Pilot reports, visual observations and ground based measurement systems are used today to estimate runway braking conditions.  All three methods are highly subjective and have proven to be inaccurate in post accident investigations.  In addition, the effect of crosswinds, temperature, type of contamination, runway surface material, aircraft design and tires dramatically impact braking conditions and are not factored into the current measurement methods.  AST is not proposing that industry participants stop using any of the existing methods.  There will be a need for these measurements at airports with infrequent landings and for the “first plane in” at the start of operations.

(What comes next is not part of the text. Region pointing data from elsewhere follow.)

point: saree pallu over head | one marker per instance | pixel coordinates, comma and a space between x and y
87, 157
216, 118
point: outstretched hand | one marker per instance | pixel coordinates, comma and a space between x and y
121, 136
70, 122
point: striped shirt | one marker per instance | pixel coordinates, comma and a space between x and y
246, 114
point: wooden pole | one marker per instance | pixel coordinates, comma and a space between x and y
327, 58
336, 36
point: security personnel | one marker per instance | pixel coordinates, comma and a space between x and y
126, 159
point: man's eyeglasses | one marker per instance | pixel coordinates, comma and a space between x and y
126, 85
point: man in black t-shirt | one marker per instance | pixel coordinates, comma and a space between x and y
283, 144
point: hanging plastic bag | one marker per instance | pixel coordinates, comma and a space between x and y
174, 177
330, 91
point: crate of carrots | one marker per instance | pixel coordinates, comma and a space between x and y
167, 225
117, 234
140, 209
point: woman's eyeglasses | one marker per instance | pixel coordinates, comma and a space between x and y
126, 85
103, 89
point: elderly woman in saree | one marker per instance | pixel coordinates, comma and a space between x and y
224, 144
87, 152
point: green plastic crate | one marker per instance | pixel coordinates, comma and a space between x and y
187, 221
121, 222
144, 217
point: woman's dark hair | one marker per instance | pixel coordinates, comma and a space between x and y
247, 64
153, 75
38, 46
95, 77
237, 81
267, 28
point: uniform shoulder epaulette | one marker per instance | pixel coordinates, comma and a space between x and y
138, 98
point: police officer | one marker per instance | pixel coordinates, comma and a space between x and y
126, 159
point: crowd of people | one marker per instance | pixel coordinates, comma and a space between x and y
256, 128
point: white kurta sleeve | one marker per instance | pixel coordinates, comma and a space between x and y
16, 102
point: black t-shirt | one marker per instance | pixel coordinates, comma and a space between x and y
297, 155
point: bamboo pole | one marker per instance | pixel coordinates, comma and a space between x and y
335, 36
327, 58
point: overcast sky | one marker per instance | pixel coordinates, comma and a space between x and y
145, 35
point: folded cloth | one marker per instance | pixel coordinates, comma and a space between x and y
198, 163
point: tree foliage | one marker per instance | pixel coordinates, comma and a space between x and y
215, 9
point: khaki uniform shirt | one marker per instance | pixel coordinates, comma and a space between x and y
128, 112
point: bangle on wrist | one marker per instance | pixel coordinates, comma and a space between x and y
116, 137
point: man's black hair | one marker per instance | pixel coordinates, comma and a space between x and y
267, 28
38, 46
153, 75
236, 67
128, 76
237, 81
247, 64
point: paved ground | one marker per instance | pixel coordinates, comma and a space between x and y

To our knowledge, the patented AST model is the only aircraft runway friction and braking action calculation model that takes into account the three dimensional interdependent nature of frictional, loading, and side force (cornering force) of the aircraft tire.  This is the only model that is capable to account for the differences in frictional behavior of tires based on rolling and true ground speed and calculating the interaction between the changes in tire load, cornering forces and other relevant parameters.

Modern aircraft tires are very complex, made of rubber compounds that are viscoelastic in nature, operate at high pressure with geometric and construction designs that add to their complexity.  The interaction between the tires and the rolling surface is dependent on literally hundreds of parameters including surface material type and construction, ambient temperature, tire pressure, tire material, tire design and dimensions as well as runway condition, aircraft ground speed, tire rolling speed, tire load and many other parameters.  Added to these complexities are the dynamic forces developing on the bodies of a landing aircraft effecting braking action including residual lift on the wings effecting tire loads, loading/unloading and dynamic momentum caused by the thrust/reverse-thrust of engines, side forces caused by cross winds and many others.  The combination of these two highly non-linear processes causes the calculation of the true effective braking action of landing aircraft to be a very complex and highly non-linear process.

The AST algorithm for the calculation of true available runway friction and cornering friction coefficients is based on the combination of a total energy based aircraft dynamic simulation and a proprietary non-linear frictional tire contact model.  The total energy based model aircraft simulation uses data recorded within the data management systems of the landing aircraft and effectively computes all relevant forces acting on the aircraft including aerodynamic drag; engine thrust forces, wind side loads, lift and many others.  The computed forces are used to back calculate actual generated forces acting on the aircraft tires.  These forces are used in a complete three dimensional non-linear tire model to compute the friction, cornering, rolling resistance, contaminant drag and other relevant braking condition parameters.